I watched JJ Abrams’ Star Trek on my Birthday. I’d read some positive reviews – unprecedented given Treks usual reception – but I was still anxious. Resurrecting this mostly-dead franchise could have been no easy task. Failure would have been the final nail in the coffin – Star Trek rest in peace. But could it be reborn, be popular even, without sacrificing everything that made Star Trek special? The answer is “Yes.”
Now, this film is by no means perfect. Indeed I could nit-pick it to pieces, but if that ruined our enjoyment of Star Trek we’d have been on a bad trip since ‘The Cage.’ Continuity errors and implausible science almost make it feel more genuine!
In respect to all that has come before this Star Trek is not a clean reset; Leonard Nimoy’s Spock appears to pass the torch onto this new cast and crew. The plot incorporates Trek lore accurately and appropriately. I had the impression that the creators had not only watched every episode in existence, but read the books as well. I recognised elements from Diane Carey’s ‘Best Destiny’ – a novel about Kirk’s tearaway youth and his relationship with his father. On further investigation (namely Wikipedia) I discovered this, and others, had indeed been an influence.
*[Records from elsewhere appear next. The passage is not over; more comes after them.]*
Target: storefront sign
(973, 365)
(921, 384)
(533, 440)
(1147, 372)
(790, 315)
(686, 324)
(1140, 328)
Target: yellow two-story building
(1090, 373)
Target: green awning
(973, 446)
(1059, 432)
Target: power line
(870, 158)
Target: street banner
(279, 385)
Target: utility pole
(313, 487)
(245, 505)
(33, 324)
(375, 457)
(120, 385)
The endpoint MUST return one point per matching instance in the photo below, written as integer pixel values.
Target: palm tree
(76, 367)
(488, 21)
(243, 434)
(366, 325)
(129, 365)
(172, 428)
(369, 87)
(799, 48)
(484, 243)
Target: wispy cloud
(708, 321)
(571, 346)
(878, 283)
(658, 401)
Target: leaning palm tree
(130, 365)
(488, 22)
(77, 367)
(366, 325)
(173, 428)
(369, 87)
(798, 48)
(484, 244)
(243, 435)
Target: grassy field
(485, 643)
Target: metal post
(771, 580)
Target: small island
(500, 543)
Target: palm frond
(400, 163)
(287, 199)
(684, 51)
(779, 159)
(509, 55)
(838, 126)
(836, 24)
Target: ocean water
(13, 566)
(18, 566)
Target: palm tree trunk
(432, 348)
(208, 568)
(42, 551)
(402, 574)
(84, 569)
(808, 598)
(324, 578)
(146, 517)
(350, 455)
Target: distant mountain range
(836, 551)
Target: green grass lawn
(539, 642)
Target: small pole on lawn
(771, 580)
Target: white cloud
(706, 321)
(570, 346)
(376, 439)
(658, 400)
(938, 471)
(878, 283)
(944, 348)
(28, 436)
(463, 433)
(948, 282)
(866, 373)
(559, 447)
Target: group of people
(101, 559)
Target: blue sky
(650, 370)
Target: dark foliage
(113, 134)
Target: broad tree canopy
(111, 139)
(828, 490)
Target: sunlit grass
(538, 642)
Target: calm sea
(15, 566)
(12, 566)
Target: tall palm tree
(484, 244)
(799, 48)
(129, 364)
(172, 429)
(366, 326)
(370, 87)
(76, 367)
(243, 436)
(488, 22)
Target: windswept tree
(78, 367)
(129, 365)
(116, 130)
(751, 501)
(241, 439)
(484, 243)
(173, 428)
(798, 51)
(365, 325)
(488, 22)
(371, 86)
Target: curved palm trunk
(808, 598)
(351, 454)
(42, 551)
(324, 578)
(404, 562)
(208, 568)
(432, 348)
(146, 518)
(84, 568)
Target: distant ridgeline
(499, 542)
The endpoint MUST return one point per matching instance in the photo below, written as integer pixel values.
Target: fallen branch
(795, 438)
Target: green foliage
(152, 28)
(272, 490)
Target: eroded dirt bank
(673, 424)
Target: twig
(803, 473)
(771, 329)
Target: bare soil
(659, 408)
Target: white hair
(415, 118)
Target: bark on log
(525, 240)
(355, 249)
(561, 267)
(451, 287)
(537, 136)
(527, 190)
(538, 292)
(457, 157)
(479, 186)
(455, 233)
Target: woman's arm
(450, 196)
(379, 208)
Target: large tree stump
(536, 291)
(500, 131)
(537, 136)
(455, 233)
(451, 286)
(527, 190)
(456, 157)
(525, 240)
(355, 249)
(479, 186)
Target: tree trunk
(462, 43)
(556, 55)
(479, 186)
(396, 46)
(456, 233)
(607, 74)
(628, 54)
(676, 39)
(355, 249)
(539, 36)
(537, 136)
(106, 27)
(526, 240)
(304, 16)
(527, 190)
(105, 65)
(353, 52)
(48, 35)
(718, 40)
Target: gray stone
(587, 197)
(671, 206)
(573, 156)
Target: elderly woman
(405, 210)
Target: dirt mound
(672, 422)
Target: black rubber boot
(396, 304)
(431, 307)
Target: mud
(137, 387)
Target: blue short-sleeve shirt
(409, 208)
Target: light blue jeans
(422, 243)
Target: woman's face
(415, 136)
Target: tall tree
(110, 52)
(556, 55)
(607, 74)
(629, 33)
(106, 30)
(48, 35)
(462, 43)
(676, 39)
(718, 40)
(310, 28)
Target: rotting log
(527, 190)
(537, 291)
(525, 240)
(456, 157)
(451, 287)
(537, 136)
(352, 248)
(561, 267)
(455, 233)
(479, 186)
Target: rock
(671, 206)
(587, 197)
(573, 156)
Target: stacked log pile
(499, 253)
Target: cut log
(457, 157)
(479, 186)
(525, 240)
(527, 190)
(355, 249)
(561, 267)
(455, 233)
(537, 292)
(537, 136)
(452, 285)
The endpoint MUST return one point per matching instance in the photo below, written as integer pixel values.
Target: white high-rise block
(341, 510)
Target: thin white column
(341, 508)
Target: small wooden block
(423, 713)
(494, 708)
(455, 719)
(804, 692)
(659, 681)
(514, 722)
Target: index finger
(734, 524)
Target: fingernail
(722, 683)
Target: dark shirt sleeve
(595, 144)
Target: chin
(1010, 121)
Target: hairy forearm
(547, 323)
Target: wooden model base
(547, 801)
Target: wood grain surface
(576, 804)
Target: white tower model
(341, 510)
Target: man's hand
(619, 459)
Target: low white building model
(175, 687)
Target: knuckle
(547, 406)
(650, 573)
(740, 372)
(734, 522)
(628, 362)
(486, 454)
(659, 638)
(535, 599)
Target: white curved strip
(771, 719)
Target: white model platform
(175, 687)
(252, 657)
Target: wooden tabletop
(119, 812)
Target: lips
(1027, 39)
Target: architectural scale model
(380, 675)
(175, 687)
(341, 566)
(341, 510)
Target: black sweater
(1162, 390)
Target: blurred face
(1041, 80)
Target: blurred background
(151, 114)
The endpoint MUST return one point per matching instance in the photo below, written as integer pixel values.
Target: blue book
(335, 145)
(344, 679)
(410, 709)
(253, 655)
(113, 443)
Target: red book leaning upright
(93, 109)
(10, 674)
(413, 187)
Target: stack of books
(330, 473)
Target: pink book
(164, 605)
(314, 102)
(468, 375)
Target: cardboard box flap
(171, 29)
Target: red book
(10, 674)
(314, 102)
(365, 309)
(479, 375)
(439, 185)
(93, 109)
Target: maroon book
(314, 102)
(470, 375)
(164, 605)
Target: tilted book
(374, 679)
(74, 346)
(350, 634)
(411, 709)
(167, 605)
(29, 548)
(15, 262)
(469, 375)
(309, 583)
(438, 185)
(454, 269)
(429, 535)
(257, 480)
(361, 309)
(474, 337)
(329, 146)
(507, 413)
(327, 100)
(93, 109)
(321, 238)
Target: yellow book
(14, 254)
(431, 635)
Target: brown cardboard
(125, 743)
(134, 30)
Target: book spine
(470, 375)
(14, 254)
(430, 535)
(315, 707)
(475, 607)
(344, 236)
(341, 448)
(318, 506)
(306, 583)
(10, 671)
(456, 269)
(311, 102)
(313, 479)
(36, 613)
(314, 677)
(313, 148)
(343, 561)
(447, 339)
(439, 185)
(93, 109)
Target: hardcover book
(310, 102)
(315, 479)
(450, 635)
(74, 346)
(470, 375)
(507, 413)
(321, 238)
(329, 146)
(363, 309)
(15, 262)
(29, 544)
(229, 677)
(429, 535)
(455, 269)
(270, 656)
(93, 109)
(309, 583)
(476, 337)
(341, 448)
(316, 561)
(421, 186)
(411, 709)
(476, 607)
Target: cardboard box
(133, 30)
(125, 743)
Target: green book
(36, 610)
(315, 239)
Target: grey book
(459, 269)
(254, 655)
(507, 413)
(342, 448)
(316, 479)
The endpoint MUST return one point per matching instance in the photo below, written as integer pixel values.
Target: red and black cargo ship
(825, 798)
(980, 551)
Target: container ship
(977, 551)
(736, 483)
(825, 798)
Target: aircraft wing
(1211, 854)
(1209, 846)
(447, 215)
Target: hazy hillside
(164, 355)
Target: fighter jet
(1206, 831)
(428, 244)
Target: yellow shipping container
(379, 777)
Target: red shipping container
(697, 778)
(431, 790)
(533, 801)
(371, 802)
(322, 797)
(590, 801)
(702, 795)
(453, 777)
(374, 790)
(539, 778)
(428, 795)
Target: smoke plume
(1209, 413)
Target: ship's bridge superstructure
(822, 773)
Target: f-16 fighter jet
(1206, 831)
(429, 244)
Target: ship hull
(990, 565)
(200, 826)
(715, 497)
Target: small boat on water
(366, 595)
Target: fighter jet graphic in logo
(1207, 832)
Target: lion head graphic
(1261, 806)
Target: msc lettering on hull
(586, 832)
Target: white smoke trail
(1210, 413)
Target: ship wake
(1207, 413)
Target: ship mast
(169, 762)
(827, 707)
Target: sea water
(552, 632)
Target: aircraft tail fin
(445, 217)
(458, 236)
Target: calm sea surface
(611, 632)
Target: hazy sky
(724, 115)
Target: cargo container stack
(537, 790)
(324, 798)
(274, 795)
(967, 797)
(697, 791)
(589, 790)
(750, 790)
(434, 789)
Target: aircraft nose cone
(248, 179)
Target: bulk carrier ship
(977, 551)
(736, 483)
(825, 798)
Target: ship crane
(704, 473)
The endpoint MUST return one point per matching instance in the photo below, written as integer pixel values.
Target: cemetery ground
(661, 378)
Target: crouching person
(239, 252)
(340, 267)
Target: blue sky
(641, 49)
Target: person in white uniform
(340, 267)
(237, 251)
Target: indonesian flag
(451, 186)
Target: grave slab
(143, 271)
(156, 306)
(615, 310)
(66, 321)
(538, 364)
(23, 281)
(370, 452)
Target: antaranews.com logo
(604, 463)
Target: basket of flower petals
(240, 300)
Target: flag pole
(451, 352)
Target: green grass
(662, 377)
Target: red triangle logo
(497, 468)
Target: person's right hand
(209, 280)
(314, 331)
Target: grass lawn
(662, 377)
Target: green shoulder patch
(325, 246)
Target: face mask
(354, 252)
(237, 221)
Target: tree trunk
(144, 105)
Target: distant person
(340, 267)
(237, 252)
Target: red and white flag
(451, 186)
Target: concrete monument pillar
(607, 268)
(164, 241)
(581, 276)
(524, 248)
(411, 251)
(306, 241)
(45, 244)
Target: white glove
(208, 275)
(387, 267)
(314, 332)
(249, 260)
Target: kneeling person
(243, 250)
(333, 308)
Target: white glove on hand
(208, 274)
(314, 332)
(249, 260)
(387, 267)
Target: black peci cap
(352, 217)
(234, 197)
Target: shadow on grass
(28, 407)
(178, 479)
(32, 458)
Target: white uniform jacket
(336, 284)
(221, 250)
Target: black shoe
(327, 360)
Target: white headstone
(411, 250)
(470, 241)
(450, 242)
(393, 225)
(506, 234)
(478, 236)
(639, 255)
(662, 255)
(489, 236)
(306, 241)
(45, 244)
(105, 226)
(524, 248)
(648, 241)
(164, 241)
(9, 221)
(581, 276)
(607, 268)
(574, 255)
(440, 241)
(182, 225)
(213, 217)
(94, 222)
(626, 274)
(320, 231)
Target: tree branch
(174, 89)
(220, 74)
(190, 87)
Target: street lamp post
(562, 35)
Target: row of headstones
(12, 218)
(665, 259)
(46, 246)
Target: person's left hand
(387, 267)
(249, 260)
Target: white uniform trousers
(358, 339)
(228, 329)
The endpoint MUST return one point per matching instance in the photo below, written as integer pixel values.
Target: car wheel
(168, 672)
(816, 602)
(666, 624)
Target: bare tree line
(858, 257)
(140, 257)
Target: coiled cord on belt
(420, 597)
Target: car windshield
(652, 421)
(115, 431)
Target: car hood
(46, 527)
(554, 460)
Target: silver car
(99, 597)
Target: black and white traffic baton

It’s rewarding to see all that wonderful material put to good use.
‘Yesterdays Enterprise’ stylē the plot involves changes in the timeline creating an alternate reality. (It was cool then; it’s cool now). This neatly explains why the characters are a little different from the originals and injects a sense of danger that would otherwise be lacking. We can’t sit comfortably, safe in the knowledge that Kirk dies on Veridian III and Scotty spends 75 years in a transporter. The future is uncertain. Some, like Tasha Yar, might get the chance to live again whilst others have their lives cut short…
Kirk regrets taunting Spock with “Your Mom!”
The interior design is probably the most jarring thing for Trekkies. Unlike the Enterprise exterior – which seems like a ‘best bits’ version – it borrows very little from its progenitors. It has a sleek, touch-screen, Macintosh feel to it that’s hard to relate to the 1966 design. It looks futuristic, but not distinctive. Personally I’m a bit bored of monochrome sci-fi look. I’d have loved to see some bold primaries in there.
The actors do a great job, especially the leads, and are believable younger versions (though Yelchin’s Chekov is too close to Wesley Crusher for comfort)! The youthful element sets a different tone than we are used too. This film is exciting and entertaining with more humour than there’s been in the last four Trek moves put together. It’s a clear, self-contained story for Trek virgins with plenty of background details and in-jokes that die-hard fans will appreciate. I really enjoyed watching it – it doesn’t suck.